Ubuntu Netbook Remix

As was expected, Ubuntu announced a new version of its operating system specifically targeted toward netbooks [via Engadget]. This is following the success of OLPC XO laptop in bringing about subnotebooks such as the now famous Asus Eee PC and a number of followers including the HP MiniNote, Elonex ONE, Everex Cloudbook, MSI Wind, the newly announced Dell mini-Inspiron, and many more. A subnotebook is meant to be an extremely small, inexpensive, ultra-lightweight portable computer that is geared towards people who simply want to be able to carry around a computer to browse the internet, check email, compose documents, and play simple games. They’re not meant to replace a desktop computer or more full-featured laptop, but they focus on ultra-portability. Many of these subnotebooks have featured Linux-based operating systems to keep costs down and promote ease of use, but now it seems like nearly all of them offer a more expensive Windows XP option. With the success of the Intel Atom processor, it appears as though this genre of computer will continue to grow in the future and many manufacturers are trying to get in on it.

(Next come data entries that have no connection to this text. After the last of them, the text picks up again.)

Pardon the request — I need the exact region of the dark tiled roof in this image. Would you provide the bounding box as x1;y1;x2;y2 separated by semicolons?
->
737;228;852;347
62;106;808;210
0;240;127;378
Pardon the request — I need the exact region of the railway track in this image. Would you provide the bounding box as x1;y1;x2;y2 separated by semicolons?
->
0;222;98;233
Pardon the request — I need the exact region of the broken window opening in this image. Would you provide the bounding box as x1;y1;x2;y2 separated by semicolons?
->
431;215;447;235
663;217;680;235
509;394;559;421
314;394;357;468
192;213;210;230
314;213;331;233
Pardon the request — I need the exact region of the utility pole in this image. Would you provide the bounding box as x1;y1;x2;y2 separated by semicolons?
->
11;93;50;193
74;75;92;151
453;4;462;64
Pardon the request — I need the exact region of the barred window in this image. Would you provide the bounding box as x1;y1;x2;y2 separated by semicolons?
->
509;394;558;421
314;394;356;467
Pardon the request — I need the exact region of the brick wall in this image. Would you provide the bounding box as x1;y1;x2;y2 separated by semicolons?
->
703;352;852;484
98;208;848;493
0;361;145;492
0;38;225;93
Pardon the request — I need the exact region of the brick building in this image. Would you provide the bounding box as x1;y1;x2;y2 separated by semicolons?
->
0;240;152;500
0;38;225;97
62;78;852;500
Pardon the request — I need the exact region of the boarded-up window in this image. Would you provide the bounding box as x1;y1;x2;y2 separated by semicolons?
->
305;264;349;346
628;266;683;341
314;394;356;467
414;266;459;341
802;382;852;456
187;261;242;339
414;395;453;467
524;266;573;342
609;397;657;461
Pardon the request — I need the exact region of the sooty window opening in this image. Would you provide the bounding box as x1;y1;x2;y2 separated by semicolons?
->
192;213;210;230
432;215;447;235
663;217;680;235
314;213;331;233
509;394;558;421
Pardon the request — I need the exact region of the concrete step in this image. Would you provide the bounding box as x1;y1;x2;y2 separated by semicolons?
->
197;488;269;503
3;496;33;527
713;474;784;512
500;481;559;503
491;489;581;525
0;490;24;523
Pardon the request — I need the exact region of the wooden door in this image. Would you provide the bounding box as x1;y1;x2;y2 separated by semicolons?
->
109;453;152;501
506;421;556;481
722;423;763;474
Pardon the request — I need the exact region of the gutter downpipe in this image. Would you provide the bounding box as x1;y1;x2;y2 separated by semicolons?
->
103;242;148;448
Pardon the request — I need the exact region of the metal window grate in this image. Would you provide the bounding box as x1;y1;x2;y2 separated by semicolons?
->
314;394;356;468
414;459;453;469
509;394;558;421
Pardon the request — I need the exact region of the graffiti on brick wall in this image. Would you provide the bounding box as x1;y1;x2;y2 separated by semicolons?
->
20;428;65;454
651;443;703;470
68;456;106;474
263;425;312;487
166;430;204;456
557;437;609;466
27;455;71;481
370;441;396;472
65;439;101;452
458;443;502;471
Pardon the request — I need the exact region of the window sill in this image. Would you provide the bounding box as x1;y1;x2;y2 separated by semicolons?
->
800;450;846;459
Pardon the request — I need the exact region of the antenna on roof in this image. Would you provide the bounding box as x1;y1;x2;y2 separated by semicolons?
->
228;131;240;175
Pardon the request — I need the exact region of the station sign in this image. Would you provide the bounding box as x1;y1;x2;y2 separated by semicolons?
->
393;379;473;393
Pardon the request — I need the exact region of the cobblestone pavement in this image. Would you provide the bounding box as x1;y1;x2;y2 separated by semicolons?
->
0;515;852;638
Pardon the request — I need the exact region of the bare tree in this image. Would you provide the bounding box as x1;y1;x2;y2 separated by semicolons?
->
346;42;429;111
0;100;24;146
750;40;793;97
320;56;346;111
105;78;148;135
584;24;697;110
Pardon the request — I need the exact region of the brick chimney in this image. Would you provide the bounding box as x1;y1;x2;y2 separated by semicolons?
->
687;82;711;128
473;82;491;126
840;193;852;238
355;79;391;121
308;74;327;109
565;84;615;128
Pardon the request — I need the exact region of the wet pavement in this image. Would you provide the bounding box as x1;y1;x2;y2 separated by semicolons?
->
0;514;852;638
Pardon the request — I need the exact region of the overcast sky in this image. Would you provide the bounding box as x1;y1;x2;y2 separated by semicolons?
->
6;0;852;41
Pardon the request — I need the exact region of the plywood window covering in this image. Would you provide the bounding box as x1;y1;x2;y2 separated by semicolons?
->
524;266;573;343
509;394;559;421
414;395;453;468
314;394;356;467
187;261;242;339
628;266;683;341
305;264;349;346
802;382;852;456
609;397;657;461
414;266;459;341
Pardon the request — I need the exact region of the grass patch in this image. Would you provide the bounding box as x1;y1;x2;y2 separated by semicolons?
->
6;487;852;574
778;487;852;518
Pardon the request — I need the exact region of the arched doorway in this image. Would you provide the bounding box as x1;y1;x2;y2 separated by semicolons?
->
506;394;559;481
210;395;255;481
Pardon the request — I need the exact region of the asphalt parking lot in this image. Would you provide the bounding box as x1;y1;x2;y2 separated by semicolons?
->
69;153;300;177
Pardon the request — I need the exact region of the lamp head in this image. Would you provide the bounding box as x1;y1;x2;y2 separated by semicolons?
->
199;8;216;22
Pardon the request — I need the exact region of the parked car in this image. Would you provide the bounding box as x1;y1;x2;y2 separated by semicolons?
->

One of the main criticisms of the Linux-based operating systems used on these notebooks (besides the fact that some people just want nothing to do with Linux) is that the Linux distros being used have been lacking some functionality. Enter Ubuntu, a.k.a. “Linux for Human Beings“. Canonical’s announcement of a light-weight, full-featured version of Ubuntu that can be incorporated for free into any of these sub-notebooks has got to be good news for manufacturers. With companies like Dell already incorporating Ubuntu-loaded products into their lineup, it is only a matter of time before Ubuntu becomes an even more accessible operating system alternative to MS Windows and Mac OS.

There are just a few points that I’ll mention here where I think Canonical, Ubuntu’s parent company, is making particularly good decisions. First, they’re optimizing their release for Intel’s Atom processors via the Moblin project (Mobile Linux Internet). The Atom processor was designed to be used in subnotebooks and mobile internet devices (MIDs) so that you can have good processing power with little power consumption (long battery life). In other words, I think it’s good that Canonical’s focused on creating a custom operating system specifically for the hardware that it will be used on. This will make it an ideal choice for the new and old devices using Atom.

Canonical also appears to be working with ISVs to make sure that a lot of software will be available on this platform. This could mean an increase in software (and hardware) portability to the Linux platform. It’s also great that they’re giving preference to hardware with open-source drivers available. This will give preference to Intel, who has open-sourced their video and wireless drivers, while excluding companies like Broadcom and nVidia who insist that their hardware stay closed-source. Considering how much this subnotebook field could grow over the next year or two, this could pressure these closed-source companies into change their tune. This would be fantastic for the Linux community.

I look forward to hearing a lot more about this in the near future.